In parallel, the management of information linked to value chains must comply with strict regulations of Personal data protectionOrganizations that promote debate on sustainability, leadership, and the global economy often manage databases of subscribers, newsletters, or event attendees. In these cases, the roles of the data controller and the Data Protection Officer are crucial to ensuring that the rights of access, rectification, erasure, restriction of processing, data portability, objection, and withdrawal of consent are respected.

Transparency regarding how this data is handled, the absence of improper transfers, and the possibility of consulting additional information on data protection are elements that reinforce citizens' trust in the institutions that generate knowledge about it. value chains, sustainability and leadershipIn an environment where information circulates very quickly, respecting this legal and ethical framework is no longer optional, but an essential part of corporate reputation.

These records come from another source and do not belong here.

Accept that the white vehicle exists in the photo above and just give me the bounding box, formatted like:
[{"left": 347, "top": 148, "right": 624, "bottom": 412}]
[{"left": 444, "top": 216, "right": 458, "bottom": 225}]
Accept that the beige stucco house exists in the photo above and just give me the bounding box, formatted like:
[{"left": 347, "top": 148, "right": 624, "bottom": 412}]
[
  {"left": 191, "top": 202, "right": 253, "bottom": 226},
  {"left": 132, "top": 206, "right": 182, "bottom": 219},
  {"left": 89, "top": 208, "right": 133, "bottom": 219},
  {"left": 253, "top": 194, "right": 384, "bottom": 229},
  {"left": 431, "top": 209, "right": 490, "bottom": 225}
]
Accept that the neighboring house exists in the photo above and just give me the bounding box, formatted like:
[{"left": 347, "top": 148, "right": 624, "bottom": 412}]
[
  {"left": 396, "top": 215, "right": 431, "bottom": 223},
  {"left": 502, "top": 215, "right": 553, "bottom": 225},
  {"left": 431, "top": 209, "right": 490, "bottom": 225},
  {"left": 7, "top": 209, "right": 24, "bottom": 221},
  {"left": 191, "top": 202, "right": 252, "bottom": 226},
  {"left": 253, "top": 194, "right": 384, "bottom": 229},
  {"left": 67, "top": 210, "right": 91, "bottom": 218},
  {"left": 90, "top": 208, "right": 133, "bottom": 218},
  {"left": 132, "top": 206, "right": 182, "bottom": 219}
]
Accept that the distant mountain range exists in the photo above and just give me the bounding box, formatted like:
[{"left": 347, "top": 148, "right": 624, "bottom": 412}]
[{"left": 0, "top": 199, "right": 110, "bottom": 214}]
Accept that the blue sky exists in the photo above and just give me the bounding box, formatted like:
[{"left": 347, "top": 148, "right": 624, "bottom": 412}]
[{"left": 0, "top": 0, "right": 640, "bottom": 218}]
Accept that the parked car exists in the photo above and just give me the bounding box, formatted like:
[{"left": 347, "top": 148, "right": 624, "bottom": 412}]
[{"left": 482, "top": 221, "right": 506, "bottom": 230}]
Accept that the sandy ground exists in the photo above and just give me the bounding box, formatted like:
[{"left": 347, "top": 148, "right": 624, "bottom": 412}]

This entire shift towards more responsible models, sometimes driven by public subsidies and specific sustainability support programs (such as aid aimed at promote sustainable development (in certain regions), is transforming the business conversation. Value chains are no longer a purely technical or logistical matter, but rather a strategic axis where innovation, regulation, ethics, and competitiveness converge.

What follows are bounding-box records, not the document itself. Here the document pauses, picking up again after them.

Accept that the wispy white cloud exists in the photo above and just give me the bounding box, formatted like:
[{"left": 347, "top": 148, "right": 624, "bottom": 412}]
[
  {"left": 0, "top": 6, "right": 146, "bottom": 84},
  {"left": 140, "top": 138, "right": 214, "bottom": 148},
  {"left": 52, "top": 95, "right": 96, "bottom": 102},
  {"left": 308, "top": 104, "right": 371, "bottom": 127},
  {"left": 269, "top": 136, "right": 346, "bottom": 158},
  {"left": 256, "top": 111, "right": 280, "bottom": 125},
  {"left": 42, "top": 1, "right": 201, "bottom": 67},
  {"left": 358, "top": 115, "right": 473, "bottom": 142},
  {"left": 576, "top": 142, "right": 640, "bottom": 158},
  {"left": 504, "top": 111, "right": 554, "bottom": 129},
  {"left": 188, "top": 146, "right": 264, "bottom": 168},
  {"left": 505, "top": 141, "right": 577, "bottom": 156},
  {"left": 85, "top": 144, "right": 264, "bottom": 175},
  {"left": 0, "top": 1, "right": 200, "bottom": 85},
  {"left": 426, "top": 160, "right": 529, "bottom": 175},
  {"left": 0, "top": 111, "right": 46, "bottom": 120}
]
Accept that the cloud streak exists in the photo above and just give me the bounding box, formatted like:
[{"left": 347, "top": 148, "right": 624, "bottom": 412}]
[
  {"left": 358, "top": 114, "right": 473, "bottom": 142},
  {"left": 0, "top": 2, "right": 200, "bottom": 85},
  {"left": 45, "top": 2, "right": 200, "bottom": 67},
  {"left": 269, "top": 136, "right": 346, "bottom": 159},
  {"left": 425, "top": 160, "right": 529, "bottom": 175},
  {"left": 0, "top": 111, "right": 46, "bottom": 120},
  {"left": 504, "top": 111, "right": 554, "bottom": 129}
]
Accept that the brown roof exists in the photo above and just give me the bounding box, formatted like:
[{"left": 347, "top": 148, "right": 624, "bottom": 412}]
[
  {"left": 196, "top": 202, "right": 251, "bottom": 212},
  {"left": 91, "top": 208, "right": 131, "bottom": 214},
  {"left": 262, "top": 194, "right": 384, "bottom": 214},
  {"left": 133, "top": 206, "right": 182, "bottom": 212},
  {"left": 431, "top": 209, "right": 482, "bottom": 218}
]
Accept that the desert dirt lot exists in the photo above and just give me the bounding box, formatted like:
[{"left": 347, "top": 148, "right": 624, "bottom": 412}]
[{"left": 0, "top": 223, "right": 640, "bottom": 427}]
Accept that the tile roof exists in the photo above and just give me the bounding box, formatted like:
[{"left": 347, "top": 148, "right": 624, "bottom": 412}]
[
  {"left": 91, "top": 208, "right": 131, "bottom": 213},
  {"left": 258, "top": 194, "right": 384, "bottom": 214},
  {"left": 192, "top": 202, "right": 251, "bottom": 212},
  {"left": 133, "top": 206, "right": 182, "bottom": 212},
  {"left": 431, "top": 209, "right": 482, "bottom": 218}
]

In short, global value chains are undergoing a profound readjustment. Surviving in this new scenario depends on integrating environmental and social sustainability into the core of the business model, strengthening resilience to crises, improving traceability, and committing to more agile and transparent governance. Companies that manage to align these factors will thrive. efficiency, responsibility and adaptability They will be better positioned to lead in an increasingly demanding and conscious global market.